2)    Tata Cara Duduk ; diajarkan sejak masa tetua kita bahwa sebaik-baiknya makan adalah duduk melingkar bersama satu kelompok baik itu keluarga, kerabat, maupun tamu-tamu undangan. Di masa kerajaan berlaku tidak diperbolehkan berdiri atau meninggalkan lingkaran sajian jika para tetua belum selesai makan, menganggap bahwa kita tidak memiliki rasa hormat pada orang yang lebih tua. Selain itu tetua kita telah mengajarkan melalui tata cara duduk ini bahwa dihadapan makanan tidak boleh melakukan aktivitas lainnya seperti bicara, memegang sesuatu atau sambil memandang sesuatu dengan seriusnya, sehingga mengabaikan urusan makan tersebut. Karena tetua kita begitu menghirmati makanan dihadapan mereka, bahkan ludah pun mereka takan membuangnya di tanah atau dijalanan melainkan di sebuah wadah yang disebut Topeveulu apalagi untuk urusan makanan.
Dari pokok penting diatas jika kita benturkan pada kondisi saat ini sangatlah pas, dimana kita sudah tidak lagi menghormati orang yang lebih tua pada saat proses makan, dengan mendahuluinya hanya karena mengikuti hawa nafsu kelaparan kita. Jarang sudah makan menjadi satu pertemuan wajib keluarga, bahkan saat ini pola duduk melantai pun sudah terganti dengan adanya kursi dan meja makan ditambah lagi kelakukan dan pola makan kita yang kadang berpindah-pindah, saat sedang makan pindah duduk di depan tv, atau sementara makan tapi sibuk memegang gadget / HP, bahkan bergosip, bergunjing dan tertawa sudah menjadi hal baku di depan makanan. Benturan-benturan ini yang sudah semestinya untuk kita renungkan bahwa leluhur kita telah mengajarkan sebuah cara untuk kita mau bersyukur dan mampu mengikat silahturahmi kepada lingkungan melalui Ada Mpantale ini.

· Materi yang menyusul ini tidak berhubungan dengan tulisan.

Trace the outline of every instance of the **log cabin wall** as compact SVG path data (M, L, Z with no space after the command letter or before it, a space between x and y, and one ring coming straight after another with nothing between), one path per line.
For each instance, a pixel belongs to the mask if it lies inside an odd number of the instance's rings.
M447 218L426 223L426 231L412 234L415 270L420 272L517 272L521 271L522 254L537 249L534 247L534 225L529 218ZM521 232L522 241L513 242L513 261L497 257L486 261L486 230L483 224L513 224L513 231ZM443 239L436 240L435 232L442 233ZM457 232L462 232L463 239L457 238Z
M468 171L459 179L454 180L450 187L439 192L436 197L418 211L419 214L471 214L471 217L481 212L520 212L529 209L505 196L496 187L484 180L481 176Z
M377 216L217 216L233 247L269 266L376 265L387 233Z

Tiga komponen tersebut tidaklah berdiri sendiri tetapi merupakan satu kesatuan yang tidak dapat dipisahkan sebagai pelengkap bagi yang lainnya sehingga tidak ada lagi yang dirasakan kurang. Kembali pada konsep penting dari Ada Mpantale ini bahwa tidak ada perlakuan khusus kepada seseorang yang memiliki kedudukan/jabatan.
Jika melihat dari perkembangan modern, betapa kita menyadiri tradisi kita telah mengajarkan sebuah tata aturan yang akan menjadi pedoman hidup baginya kelak, salah satunya melalui tata cara makan. Jauh sebelum bangsa-bangsa Eropa yang menduduki wilayah kita, para tetua telah secara perlahan mewariskan tata aturan ini yang akhirnya secara tidak langsung diikuti oleh bangsa-bangsa barat dengan pola mereka sendiri.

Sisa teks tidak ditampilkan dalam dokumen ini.